Not surprisingly, the two issues featured in the first bulletin are Fair Lending and UDAAP. The first fair lending issue discussed was redlining. Surprisingly, the concept of redlining was created by the federal government. After the great depression, the government created the Home Owners’ Loan Corporation to stabilize housing markets. To do that, it had to identify the riskiest neighborhoods which it did by redlining primarily minority areas in 200 cities. These classifications were later adopted by both the FHA and the VA. Many banks adopted the same guidelines which denied credit to those areas. The riskiness identified by the government therefore became a self-fulfilling prophecy.

While redlining is seldom intentional it can fairly easily happen inadvertently. The best thing that a bank can do is compare its volume of lending in minority census tracts against that of its competitors. This entails comparing your HMDA data against the other institutions in your area. Your examiners will do this comparison, so you need to know what their results may be so that you can take steps to correct any discrepancies before they are found. Examiners will also look at your branch dispersion and your branching strategy and, similarly, your marketing strategy to see that you are not purposely avoiding minority populations.

Some banks offer small-dollar loan products to assist low-income borrowers. The loans are usually in the range of a few hundred to a thousand dollars. Generally, these loans are at best break even from a profitability standpoint, but they are part of a bank’s efforts to assist low and moderate income customers. This can be problematic when loan pricing is left to the loan officer’s discretion. The government suggests that when banks offer this product they also provide rate sheets that clearly describe the pricing decision criteria. The bulletin also discusses discrimination against the handicapped and persons on maternity leave.

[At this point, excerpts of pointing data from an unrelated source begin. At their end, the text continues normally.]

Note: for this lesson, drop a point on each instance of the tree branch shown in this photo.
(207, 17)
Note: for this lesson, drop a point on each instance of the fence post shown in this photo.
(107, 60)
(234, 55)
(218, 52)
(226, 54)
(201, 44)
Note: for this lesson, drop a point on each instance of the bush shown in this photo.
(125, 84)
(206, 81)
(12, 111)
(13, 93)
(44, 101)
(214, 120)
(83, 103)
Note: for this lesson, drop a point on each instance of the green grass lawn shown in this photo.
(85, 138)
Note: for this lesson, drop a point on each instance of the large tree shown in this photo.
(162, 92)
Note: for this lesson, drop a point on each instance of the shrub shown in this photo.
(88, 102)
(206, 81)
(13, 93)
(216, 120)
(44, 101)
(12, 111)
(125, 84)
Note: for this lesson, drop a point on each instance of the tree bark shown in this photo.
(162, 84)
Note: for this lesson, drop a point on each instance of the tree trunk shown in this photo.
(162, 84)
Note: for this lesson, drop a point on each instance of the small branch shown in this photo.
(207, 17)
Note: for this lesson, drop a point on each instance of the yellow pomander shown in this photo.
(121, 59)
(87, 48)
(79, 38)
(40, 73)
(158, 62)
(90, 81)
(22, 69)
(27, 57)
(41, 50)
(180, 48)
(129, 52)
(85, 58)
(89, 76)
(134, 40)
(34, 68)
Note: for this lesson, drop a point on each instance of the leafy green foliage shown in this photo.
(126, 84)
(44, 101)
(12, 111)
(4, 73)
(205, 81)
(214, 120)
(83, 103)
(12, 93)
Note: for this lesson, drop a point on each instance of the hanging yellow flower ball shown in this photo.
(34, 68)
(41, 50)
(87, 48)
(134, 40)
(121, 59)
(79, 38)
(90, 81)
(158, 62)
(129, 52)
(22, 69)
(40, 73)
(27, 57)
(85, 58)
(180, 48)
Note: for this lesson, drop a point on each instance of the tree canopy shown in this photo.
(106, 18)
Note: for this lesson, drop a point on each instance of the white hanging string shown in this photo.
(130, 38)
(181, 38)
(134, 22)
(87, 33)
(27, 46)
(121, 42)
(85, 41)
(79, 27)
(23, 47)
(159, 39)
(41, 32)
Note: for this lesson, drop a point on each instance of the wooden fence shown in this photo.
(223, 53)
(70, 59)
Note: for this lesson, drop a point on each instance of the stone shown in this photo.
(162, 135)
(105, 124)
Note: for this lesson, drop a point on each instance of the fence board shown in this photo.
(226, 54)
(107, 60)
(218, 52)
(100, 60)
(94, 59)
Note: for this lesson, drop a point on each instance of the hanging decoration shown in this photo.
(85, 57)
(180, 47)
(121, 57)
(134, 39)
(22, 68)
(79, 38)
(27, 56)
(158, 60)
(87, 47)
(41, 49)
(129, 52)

On the UDAAP front, the federal government’s target concern was with student loan lenders and servicers, particularly those who had contractual arrangements with colleges and universities. The second issue was with overdraft programs. One issue in particular was banks that charge an overdraft on a POS transaction that was approved at the time it was transacted because the balance in the account was sufficient but in an overdraft position at the time that the transaction was presented to the bank. The government found this to be a misleading and deceptive practice and a violation of Section 5 of the FTC Act.

Another issue raised by the federal government was misrepresentations by loan officers. Apparently, the government has seen several instances where a loan officer has represented to a borrower that if he or she did certain things he or she would qualify for a loan when that was not the case. Loan officers were discouraged from telling a borrower the, “you are a perfect candidate” or “qualifying you will not be a problem”. A loan officer should refrain from representing to a consumer that they do or will qualify for a loan until the loan qualification is certain.

I encourage compliance folks to read all of the guidance documents that the regulators publish and to focus on the issues that affect their institutions and products. If a regulator is concerned enough about an issue to write about it, it will probably be on your next examination.